Volvo FH16 truck video Review

By: Steve Skinner and Matt Wood

Volvo has four new FH variants arriving shortly. Steve Skinner and Matt Wood have taken the new Swedish models for a drive.


As anyone who has driven an Volvo FH on an Australian highway or rough urban road knows, their renowned driver comfort can be a two-edged sword.

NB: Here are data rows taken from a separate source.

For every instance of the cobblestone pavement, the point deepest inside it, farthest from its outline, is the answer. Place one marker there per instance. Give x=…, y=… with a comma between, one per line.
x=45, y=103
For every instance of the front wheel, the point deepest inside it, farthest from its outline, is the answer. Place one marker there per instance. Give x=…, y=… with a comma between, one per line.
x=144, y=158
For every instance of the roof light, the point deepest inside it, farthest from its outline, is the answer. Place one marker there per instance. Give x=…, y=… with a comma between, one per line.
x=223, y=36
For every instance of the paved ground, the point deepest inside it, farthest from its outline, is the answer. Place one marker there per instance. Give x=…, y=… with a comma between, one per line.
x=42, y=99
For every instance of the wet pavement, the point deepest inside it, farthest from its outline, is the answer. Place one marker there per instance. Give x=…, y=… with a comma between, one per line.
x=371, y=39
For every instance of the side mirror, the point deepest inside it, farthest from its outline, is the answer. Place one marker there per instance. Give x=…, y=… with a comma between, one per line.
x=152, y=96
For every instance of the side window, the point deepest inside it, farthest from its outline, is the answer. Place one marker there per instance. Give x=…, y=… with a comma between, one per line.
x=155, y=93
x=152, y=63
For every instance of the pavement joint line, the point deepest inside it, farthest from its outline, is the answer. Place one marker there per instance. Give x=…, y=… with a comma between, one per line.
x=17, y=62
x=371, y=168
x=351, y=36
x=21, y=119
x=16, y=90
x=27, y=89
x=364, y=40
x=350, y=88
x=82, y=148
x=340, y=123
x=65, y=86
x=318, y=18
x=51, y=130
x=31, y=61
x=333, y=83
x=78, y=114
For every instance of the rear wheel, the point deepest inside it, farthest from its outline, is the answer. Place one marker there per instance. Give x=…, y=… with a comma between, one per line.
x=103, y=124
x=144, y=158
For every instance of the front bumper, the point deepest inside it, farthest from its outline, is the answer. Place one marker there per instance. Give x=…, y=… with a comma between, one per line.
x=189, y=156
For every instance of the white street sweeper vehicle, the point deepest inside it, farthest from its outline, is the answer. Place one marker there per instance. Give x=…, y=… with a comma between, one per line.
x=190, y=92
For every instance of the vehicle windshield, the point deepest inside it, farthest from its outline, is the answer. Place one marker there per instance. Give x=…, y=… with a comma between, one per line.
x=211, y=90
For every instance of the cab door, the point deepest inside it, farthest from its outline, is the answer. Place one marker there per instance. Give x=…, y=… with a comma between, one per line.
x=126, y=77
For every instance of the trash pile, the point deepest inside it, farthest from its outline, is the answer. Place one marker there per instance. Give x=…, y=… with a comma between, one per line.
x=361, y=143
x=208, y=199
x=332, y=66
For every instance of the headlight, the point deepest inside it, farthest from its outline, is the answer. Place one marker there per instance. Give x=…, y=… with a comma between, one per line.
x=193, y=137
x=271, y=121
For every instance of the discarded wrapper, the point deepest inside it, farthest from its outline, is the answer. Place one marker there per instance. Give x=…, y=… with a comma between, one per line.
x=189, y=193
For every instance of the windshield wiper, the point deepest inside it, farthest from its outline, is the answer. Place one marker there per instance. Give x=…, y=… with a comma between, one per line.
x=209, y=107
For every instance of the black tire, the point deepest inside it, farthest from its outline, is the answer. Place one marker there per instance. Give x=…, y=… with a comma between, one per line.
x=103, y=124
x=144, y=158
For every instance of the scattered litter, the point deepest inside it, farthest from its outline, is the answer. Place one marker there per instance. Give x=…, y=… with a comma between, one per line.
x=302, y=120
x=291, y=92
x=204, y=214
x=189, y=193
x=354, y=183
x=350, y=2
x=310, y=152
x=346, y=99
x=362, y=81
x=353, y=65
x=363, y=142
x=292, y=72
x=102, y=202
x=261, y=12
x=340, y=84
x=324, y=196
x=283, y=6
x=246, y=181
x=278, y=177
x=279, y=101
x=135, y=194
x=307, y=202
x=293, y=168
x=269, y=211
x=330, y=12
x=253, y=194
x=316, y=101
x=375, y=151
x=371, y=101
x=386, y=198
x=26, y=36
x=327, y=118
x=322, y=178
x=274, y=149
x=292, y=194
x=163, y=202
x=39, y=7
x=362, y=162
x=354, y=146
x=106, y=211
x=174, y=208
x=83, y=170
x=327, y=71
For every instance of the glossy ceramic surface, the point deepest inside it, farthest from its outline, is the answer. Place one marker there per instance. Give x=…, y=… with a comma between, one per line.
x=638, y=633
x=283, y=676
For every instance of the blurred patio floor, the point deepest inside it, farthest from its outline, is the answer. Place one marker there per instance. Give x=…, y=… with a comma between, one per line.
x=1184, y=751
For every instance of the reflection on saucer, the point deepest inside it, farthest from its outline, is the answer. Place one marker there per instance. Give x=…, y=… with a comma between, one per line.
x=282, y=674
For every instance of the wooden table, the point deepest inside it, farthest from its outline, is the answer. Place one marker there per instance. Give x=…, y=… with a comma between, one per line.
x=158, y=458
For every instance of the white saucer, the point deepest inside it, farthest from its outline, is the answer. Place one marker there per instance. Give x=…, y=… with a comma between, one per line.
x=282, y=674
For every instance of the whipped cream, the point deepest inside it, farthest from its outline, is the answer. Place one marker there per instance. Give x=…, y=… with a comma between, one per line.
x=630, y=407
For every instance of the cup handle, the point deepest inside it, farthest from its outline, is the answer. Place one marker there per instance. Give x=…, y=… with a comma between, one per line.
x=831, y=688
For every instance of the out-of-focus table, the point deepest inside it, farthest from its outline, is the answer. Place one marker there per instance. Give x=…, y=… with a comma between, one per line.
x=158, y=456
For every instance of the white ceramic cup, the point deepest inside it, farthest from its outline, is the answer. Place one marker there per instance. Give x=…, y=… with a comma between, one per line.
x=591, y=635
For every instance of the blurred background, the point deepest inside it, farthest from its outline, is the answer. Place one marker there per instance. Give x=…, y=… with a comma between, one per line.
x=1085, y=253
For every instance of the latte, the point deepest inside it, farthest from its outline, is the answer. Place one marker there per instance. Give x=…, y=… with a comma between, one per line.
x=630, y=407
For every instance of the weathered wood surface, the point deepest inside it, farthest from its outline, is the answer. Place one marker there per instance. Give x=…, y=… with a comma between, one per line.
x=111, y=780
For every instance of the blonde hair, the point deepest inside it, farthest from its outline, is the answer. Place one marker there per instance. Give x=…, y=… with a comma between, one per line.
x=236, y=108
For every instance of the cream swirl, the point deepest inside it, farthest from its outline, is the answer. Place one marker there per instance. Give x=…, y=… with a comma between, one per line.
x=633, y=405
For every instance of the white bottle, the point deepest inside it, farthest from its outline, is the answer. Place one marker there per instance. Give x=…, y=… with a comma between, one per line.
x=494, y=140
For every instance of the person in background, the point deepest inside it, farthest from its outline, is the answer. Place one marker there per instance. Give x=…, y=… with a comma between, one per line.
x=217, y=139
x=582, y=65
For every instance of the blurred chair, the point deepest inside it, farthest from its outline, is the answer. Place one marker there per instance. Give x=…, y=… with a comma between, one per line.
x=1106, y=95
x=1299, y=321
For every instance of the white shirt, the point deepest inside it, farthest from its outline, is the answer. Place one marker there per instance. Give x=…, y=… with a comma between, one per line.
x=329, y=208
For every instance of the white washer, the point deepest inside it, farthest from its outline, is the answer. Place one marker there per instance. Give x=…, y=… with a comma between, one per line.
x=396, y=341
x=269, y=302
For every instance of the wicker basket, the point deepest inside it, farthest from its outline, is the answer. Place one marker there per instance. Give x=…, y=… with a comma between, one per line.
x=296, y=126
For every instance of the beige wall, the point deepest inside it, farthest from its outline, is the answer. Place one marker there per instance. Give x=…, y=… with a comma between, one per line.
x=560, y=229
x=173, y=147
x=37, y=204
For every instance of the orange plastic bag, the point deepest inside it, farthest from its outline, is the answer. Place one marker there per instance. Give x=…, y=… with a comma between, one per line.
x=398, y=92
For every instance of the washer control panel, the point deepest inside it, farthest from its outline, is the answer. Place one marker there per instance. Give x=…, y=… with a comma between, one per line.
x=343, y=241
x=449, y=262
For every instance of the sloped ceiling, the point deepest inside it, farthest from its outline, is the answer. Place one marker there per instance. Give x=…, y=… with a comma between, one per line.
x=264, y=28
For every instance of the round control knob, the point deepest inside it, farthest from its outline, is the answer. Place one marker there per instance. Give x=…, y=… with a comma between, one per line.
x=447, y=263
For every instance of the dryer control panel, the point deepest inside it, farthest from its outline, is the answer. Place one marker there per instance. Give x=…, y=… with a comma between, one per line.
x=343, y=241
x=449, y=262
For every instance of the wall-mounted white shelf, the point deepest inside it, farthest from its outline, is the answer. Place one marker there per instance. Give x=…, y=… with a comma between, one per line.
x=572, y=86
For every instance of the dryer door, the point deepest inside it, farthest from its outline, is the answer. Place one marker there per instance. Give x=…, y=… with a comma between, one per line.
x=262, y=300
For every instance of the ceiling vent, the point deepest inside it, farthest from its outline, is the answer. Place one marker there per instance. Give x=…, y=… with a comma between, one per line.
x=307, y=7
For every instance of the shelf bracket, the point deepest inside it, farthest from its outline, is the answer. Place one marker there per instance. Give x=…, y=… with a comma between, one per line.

On the one hand, the big Swedish trucks provide a beautifully smooth ride over the rough stuff.

On other hand, they can sometimes feel like a Viking longboat, with the cab occasionally lurching sideways on the chassis.

That swaying feeling was one of the reasons Volvo has engineered the first new Volvo FH cab in 20 years, after an intense research and development (R&D) process and input from 3,000 drivers around the world.

And judging by our drive of the new FH — which begins Australian mass production in Brisbane in December — the comfort is still there but the pitching has gone.


We drove four Volvo variants of the new model over a circuit west of Brisbane, taking in Warwick and Toowoomba.

They were a 13 litre 500hp (370kW) version pulling a single trailer; a 13 litre 540hp (400kW) model pulling a B-double; a 16-litre 600hp (440kW) variant in front of a single; and the flagship 700hp (515kW) big banger hauling a B-double.

They have basically the same engines and drivelines as before but the FH has a completely new cab with plenty of new pros as well as a few new cons.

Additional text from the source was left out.